Terminou e colocou as quatro xícaras na bandeja para servi-los. Sentou-se depois que serviu e pediu que o pai continuasse.
“Ela conseguiu encontrar o endereço dele e foi vê-lo, muito contente. Chegando lá, ele não hesitou em tratá-la com indiferença e não hesitou em feri-la com essas duras palavras: você foi um erro Lourdes. Eu nunca quis te ter. Por isso te abandonei. Olha só para mim. Sou rico e você é de origem pobre. Meu pai me mataria se soubesse que me envolvi com gente assim. Seria desonrado da família.” Disse ele, sem medo de matá-la por dentro.

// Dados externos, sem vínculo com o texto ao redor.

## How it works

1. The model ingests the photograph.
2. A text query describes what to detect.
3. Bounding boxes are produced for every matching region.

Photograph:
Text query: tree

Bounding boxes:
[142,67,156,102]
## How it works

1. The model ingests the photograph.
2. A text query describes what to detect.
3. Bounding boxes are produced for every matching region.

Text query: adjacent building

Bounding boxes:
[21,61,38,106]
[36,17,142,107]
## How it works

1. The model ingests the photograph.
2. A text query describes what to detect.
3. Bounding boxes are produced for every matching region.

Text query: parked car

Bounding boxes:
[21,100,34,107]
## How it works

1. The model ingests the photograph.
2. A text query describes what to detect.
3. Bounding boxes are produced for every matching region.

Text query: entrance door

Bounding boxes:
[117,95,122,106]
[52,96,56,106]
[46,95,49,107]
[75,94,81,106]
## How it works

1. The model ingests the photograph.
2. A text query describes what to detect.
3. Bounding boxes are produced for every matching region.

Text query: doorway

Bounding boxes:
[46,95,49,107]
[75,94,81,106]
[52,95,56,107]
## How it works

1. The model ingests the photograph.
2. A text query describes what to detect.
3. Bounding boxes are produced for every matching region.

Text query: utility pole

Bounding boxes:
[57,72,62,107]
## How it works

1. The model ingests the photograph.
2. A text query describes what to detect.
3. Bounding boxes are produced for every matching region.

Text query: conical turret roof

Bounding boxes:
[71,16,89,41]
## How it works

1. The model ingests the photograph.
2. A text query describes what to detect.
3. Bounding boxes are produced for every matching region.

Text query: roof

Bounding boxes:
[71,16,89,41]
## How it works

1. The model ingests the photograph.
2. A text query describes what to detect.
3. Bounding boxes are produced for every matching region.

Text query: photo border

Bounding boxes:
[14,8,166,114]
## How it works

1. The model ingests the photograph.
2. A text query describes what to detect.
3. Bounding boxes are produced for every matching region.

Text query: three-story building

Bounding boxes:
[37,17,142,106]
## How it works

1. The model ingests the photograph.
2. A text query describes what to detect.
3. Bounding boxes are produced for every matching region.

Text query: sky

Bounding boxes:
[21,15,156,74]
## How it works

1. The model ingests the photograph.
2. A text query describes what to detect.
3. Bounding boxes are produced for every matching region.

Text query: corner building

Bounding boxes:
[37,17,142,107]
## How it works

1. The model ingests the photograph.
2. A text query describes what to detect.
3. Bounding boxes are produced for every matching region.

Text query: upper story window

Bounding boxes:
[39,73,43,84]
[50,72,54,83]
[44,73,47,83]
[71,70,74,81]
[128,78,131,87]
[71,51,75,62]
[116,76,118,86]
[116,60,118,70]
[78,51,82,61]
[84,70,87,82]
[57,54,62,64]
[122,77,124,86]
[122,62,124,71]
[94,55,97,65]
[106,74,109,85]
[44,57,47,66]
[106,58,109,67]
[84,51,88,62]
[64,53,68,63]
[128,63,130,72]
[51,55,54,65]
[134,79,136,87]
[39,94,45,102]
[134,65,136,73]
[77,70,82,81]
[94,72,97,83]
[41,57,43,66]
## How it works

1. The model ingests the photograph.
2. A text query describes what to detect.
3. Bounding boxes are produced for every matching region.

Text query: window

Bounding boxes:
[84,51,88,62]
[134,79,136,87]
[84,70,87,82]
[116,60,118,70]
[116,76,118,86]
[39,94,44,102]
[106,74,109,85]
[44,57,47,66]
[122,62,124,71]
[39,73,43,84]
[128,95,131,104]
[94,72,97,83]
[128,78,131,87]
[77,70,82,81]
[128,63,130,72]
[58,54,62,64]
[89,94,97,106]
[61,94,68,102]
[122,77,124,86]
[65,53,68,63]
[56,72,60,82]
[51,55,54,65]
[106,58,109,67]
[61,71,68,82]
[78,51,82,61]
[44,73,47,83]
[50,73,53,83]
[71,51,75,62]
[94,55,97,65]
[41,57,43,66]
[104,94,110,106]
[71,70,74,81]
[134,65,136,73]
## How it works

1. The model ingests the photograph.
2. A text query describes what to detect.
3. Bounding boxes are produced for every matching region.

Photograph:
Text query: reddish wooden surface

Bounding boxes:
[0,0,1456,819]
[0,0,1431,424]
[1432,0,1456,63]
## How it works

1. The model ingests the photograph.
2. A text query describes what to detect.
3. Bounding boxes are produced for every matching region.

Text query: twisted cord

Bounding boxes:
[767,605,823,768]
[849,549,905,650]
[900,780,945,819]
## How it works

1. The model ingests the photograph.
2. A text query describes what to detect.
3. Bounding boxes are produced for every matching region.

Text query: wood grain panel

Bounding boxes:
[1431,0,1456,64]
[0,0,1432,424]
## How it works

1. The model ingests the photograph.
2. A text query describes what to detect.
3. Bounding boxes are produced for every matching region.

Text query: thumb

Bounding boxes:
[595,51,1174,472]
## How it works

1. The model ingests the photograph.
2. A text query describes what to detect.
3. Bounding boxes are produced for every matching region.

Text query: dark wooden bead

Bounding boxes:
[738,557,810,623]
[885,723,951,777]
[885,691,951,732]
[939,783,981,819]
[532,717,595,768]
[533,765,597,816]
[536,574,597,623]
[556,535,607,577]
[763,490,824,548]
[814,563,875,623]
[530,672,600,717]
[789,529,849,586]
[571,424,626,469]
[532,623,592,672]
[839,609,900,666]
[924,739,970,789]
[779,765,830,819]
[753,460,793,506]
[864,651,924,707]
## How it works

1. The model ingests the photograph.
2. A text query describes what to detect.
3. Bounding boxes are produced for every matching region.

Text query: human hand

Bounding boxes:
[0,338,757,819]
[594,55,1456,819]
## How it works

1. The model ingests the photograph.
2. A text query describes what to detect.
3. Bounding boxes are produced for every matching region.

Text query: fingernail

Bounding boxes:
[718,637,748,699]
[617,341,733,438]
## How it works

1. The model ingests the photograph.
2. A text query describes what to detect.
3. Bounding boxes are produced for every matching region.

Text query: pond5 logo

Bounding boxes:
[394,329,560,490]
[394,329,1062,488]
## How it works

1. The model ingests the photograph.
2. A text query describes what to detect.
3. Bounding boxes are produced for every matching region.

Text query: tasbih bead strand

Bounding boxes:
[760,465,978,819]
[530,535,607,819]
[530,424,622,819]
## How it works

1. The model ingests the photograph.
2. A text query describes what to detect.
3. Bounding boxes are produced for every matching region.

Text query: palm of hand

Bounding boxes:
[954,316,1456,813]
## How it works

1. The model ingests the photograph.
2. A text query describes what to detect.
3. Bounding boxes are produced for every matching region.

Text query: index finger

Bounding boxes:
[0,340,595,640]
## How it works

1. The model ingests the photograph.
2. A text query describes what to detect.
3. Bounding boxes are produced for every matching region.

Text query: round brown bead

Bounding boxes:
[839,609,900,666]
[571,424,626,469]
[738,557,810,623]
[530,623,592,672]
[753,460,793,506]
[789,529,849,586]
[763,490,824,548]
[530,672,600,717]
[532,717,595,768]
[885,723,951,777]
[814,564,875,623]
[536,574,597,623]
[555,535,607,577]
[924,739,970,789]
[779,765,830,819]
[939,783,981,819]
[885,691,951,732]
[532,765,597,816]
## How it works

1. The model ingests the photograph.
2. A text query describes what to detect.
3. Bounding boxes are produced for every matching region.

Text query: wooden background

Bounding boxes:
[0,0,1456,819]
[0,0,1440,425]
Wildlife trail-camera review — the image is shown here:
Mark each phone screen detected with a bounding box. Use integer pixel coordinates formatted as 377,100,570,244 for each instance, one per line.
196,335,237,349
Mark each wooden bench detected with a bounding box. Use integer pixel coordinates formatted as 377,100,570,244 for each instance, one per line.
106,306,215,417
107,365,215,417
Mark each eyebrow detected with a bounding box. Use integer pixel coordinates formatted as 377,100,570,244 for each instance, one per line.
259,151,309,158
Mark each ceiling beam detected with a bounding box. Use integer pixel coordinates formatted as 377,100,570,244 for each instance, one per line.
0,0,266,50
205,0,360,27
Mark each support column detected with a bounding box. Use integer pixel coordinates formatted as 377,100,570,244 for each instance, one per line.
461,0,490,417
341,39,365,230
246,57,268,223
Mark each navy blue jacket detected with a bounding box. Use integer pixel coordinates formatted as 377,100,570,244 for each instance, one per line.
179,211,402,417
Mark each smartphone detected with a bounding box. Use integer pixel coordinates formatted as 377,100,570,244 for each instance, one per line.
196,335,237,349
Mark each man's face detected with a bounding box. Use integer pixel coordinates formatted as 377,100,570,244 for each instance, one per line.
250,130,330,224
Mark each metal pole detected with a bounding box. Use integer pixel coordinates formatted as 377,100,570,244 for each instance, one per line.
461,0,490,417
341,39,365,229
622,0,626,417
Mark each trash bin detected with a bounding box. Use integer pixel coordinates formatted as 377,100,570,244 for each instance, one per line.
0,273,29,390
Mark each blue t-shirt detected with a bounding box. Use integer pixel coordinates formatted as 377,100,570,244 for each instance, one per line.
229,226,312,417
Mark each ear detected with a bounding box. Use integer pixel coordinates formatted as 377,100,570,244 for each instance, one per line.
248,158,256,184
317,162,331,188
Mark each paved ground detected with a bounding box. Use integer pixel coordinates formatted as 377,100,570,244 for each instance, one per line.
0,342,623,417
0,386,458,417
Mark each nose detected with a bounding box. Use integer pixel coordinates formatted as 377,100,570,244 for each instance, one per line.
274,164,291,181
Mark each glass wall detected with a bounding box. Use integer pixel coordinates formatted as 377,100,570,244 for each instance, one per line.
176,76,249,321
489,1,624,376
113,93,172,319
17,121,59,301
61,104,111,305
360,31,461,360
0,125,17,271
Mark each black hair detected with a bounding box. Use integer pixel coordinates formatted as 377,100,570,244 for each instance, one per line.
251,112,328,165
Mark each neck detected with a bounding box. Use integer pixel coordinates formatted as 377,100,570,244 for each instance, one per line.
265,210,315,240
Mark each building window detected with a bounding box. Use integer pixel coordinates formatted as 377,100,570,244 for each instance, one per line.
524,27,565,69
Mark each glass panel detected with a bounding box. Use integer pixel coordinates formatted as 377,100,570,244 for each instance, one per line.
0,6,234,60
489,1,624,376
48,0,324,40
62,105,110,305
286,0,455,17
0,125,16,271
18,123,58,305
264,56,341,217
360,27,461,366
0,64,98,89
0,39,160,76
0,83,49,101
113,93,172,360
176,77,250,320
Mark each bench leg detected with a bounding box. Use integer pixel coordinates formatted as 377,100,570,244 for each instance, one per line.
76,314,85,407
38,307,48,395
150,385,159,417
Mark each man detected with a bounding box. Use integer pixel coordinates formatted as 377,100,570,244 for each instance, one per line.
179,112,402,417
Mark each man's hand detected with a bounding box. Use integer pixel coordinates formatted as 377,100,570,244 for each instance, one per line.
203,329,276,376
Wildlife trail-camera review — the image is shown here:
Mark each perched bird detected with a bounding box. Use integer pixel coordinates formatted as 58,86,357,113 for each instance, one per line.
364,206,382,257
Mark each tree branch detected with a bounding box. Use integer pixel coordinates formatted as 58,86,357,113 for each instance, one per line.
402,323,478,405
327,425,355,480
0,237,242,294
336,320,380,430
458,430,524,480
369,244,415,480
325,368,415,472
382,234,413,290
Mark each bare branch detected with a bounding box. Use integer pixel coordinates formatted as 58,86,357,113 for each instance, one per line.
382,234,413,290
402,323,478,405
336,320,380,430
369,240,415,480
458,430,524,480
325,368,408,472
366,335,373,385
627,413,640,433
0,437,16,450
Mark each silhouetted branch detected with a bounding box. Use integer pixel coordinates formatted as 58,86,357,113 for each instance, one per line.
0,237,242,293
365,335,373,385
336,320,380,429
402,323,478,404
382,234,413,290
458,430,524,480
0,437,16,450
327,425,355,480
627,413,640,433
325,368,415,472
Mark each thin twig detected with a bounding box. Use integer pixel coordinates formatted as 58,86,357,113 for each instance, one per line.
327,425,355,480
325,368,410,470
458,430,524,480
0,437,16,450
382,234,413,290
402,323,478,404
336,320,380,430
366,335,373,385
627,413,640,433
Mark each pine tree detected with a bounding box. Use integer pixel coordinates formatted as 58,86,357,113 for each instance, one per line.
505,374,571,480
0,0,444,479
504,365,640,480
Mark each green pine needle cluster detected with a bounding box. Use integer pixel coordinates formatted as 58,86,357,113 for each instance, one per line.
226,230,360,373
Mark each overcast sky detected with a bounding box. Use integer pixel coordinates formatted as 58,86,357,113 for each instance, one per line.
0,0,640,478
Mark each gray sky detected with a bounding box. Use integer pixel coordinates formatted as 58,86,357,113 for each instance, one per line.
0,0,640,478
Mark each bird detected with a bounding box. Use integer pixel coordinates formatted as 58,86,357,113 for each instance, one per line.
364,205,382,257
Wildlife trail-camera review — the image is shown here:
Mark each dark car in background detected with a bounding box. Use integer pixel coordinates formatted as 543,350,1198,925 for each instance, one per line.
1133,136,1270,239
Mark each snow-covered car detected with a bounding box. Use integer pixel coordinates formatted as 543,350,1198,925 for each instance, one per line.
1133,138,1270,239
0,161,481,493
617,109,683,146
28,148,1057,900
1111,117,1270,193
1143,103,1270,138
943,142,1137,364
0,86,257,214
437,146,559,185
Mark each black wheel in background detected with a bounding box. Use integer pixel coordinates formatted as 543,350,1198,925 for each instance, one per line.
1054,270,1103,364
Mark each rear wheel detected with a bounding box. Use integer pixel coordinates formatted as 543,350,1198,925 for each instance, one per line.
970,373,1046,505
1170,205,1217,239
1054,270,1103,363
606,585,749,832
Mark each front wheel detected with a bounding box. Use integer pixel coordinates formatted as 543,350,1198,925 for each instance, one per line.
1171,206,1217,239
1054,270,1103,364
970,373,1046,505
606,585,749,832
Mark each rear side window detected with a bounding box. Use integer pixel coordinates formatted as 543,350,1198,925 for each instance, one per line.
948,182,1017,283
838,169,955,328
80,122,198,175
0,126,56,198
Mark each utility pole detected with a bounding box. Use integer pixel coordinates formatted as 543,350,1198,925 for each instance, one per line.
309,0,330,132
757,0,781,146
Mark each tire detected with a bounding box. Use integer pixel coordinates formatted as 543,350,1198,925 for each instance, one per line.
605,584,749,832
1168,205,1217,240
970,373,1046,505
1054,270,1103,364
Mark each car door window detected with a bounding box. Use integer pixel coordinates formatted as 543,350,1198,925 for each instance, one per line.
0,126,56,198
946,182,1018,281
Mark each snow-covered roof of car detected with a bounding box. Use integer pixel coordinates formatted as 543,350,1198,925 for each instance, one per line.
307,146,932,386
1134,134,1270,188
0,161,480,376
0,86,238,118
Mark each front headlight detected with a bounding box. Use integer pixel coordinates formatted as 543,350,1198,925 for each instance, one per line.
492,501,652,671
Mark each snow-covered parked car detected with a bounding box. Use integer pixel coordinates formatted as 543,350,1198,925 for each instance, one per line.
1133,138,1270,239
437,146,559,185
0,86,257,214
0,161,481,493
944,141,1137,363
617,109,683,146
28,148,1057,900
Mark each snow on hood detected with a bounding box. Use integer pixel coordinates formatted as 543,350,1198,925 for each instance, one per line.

E ela chegou aqui em casa, aos prantos. Mas foi discreta ao entrar, para que vocês não percebessem e ficassem preocupados ou fazendo perguntas que talvez fossem fazê-la desmoronar outra vez. E desde então, ela ficava cada dia mais calada, com um semblante pesado de dor e rejeição. Eu tentava conversar, ajudá-la de alguma forma, mas ela se fechava cada vez mais. Chegou a dizer que não era nada, que não era ninguém nesta vida. Eu fiz o que pude, tentava me aproximar sempre que ela parecia distante, mas ela rejeitava qualquer presença. Eu tentei minha filha...” E seu pai começou a chorar. Eles se abraçaram, chorando juntos. “Não foi nossa culpa pai, não foi nossa culpa, dizia Larícia. Leandro os abraçava tão forte como se quisesse gritar de dor e de culpa também. Estavam se curando. Estavam se perdoando.
E hoje, Larícia, Leandro e José dormem sem este peso que mata a alma silenciosamente.
E a pedido de Carlos, Larícia voltou a fazer terapia e já diminuiu a dosagem dos remédios. É a cura chegando.